LCV is a neutrophilic inflammation of the blood vessels. As a paraneoplastic syndrome, it may occur prior to the diagnosis of the primary tumor. The exact association between LCV and malignancy has not been fully elucidated. Various mechanisms have been proposed for tumor-associated LCV, including antigen-antibody complexes that form in response to tumor antigens and are deposited in vessel walls, resulting in inflammation (6). Malignant neoplasms may also increase blood viscosity, causing potential endothelial damage and increasing contact time for immune complex deposition (7). LCV, when presenting as a paraneoplastic syndrome, is usually refrractory to corticosteroid and immunosuppressant treatment, whereas its symptoms improve with effective treatment of the underlying malignancy. Moreover, recurrence of LCV often occurs with the progression or metastasis of the malignancy (8). In our case, LCV occurred 11 years prior to the development of the malignancies. The patient responded to methylprednisolone therapy and there was no deterioration of LCV when the malignancies were diagnosed. Thus, we hypothesize that LCV was not a paranoeplastic syndrome, but rather an independent condition in our patient. However, it is likely that the immunosuppression triggered by the long-term treatment of LCV with glucocorticoids contributed to the development of multiple malignancies.
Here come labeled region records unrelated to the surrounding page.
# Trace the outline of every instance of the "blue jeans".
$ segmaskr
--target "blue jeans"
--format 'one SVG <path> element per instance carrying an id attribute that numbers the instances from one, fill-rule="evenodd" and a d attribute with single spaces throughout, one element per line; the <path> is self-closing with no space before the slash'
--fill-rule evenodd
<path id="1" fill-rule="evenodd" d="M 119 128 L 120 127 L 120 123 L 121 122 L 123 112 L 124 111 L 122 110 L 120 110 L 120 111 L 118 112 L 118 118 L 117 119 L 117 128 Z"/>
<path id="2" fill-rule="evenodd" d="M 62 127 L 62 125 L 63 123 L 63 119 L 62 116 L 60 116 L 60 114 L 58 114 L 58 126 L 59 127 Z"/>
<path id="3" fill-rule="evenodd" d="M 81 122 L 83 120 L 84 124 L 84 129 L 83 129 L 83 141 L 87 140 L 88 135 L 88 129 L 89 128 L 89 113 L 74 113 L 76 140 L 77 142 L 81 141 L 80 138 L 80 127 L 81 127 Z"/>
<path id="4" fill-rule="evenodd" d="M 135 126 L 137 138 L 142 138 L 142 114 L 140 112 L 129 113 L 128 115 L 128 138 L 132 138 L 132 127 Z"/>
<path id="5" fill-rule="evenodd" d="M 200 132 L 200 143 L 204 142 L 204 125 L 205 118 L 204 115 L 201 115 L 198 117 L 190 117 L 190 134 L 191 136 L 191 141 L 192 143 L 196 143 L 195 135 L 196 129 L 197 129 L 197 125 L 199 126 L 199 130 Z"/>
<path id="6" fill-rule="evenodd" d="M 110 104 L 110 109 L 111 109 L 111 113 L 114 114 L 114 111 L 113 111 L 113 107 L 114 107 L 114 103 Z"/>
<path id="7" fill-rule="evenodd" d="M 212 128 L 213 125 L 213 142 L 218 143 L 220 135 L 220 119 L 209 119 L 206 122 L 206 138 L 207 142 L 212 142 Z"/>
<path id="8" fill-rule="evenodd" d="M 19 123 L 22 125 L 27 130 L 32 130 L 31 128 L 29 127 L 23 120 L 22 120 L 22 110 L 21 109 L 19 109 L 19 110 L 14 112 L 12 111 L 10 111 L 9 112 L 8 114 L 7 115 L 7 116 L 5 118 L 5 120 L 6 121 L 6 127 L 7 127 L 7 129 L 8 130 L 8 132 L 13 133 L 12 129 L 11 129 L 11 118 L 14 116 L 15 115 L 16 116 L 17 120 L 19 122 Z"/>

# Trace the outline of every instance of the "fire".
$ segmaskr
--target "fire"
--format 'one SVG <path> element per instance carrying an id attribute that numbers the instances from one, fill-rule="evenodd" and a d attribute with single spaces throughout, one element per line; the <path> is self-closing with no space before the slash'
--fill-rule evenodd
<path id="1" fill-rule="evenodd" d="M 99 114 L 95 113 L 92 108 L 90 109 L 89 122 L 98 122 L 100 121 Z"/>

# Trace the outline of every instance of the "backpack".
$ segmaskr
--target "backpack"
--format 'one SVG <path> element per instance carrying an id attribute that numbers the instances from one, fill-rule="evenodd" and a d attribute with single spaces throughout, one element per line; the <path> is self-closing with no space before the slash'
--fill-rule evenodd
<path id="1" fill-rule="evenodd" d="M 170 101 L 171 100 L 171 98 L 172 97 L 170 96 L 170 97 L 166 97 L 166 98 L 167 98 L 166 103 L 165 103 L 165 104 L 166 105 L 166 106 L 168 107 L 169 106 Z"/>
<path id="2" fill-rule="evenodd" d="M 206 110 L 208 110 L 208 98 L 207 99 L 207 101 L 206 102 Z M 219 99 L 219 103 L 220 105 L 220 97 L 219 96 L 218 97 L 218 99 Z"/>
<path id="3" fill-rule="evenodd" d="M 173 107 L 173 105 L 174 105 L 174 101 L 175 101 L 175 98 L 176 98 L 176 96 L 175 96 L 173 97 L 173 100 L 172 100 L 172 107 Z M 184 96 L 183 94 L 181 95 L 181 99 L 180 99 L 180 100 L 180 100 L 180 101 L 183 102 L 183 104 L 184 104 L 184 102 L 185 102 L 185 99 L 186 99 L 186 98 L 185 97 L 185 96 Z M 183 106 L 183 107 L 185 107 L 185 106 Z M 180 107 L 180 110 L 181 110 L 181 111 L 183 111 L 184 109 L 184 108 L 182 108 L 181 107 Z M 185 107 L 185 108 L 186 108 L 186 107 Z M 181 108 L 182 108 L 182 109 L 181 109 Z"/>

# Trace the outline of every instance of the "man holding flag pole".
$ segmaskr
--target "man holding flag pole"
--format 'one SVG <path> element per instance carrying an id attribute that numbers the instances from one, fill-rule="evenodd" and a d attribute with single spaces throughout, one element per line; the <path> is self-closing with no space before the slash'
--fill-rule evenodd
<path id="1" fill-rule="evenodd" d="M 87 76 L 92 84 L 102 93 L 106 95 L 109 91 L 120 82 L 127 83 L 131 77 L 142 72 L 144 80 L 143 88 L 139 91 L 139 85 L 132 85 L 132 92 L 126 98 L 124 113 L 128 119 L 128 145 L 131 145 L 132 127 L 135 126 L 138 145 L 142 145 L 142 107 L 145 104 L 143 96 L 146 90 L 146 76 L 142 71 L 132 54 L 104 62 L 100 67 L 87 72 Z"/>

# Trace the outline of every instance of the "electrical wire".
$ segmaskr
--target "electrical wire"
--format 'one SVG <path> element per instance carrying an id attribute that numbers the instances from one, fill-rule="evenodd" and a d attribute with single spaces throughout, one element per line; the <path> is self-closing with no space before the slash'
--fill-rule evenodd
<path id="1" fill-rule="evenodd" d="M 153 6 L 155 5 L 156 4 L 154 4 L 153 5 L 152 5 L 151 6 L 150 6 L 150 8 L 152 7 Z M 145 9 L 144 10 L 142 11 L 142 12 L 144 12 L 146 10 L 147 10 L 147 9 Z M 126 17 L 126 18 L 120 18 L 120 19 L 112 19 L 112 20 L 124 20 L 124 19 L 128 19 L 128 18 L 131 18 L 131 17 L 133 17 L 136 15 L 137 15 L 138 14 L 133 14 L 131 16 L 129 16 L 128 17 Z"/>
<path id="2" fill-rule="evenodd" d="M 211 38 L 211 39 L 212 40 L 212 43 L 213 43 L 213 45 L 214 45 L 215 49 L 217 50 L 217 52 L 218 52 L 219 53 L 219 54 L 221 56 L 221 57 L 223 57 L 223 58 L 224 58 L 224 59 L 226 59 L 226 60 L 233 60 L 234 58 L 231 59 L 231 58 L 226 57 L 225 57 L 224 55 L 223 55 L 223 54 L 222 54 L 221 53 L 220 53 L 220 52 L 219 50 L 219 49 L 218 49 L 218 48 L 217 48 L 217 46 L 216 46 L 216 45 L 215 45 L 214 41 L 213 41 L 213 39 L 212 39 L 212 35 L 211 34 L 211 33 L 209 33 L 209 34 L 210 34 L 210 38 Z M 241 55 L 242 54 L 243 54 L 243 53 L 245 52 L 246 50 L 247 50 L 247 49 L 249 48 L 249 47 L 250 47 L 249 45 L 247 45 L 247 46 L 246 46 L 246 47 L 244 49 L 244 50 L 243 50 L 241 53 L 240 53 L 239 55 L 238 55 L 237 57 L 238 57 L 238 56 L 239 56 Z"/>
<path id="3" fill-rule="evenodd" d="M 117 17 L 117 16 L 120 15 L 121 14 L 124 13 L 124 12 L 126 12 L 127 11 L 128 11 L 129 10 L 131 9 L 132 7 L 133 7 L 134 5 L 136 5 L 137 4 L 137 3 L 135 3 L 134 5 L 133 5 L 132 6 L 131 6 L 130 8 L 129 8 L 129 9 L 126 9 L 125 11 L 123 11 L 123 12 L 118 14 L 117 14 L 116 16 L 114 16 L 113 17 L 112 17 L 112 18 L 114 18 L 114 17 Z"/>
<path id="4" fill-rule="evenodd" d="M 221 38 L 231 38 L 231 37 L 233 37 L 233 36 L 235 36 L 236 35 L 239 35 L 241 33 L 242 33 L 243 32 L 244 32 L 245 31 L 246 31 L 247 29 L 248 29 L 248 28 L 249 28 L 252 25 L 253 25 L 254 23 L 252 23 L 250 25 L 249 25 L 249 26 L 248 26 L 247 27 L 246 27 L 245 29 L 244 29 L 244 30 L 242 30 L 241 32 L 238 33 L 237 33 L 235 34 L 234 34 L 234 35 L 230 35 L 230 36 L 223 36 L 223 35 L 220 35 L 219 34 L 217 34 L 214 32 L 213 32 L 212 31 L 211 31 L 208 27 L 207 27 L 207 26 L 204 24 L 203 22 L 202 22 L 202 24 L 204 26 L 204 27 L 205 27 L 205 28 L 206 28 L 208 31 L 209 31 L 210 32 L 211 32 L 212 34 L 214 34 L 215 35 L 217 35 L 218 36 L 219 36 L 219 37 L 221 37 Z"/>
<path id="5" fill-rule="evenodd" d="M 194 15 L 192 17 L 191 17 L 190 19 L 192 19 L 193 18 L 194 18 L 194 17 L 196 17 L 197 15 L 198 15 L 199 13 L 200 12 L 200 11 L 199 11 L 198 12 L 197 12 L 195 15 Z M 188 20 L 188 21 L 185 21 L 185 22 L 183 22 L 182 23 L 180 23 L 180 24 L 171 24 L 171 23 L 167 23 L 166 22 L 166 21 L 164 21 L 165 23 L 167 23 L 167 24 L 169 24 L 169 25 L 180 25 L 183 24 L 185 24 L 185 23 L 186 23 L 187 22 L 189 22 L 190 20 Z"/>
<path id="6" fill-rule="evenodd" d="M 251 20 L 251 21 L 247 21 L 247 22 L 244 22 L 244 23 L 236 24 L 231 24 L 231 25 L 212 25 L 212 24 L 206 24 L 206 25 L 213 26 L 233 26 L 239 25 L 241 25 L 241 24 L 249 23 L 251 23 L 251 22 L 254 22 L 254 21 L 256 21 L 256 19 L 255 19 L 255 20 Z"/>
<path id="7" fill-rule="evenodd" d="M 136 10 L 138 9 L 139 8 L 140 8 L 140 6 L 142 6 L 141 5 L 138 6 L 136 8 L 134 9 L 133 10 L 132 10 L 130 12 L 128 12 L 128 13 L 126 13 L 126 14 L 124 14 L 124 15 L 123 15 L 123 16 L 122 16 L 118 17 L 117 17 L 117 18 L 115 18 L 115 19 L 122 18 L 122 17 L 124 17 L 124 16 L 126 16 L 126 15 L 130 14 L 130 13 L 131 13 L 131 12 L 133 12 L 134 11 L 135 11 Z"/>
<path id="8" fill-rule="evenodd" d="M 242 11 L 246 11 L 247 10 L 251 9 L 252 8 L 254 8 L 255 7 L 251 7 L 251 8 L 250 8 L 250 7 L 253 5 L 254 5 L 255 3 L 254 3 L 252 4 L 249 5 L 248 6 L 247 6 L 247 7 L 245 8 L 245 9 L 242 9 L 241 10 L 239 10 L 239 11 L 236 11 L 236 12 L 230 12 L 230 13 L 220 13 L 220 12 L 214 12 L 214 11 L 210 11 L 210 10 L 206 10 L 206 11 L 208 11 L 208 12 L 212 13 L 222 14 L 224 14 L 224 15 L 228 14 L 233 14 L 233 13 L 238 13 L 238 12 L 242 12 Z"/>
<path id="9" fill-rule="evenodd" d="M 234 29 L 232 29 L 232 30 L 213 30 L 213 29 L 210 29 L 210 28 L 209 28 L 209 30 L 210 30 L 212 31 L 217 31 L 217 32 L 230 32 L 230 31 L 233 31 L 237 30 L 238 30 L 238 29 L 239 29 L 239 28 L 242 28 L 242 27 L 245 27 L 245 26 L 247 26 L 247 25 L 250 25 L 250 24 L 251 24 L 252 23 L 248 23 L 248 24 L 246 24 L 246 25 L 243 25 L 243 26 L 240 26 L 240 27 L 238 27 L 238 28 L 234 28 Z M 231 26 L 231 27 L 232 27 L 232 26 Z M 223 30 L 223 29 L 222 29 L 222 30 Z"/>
It is well known that glucocorticoid administration inhibits the immune system, including induction of apoptosis in T lymphocytes (9) and inhibition of natural killer cell activity (10). These have been associated with increased susceptibility to tumor development (11). Furthermore, glucocorticoids appear to contribute to the shift of T helper cells from the Th1 to the Th2 phenotype (9), which facilitates cancer escape from host immune surveillance (12). It was previously demonstrated that patients with immunological disorders treated with glucocorticoids displayed a high incidence of secondary cancers (13). In our case, the patient had a history of LCV and received long-term glucocorticoid treatment, with the maximum dose reaching 500 mg/day of methylprednisolone. The disruption of the immune system by steroid treatment is likely the cause of cancer development. Other cancer risk factors were absent in this patient, as he was not a smoker and there was no H. pylori infection identified in the gastric biopsy.

To the best of our knowledge, this is the first reported case of multiple malignancies developing after long-term steroid treatment in a patient with LCV. LCV in this case was not a paraneoplastic syndrome, and the development of the malignancies is likely associated with immune dysregulation by the steroid treatment. This case report suggests that clinicians should be aware of the possible association of long-term use of glucocorticoids with the development of secondary malignancies.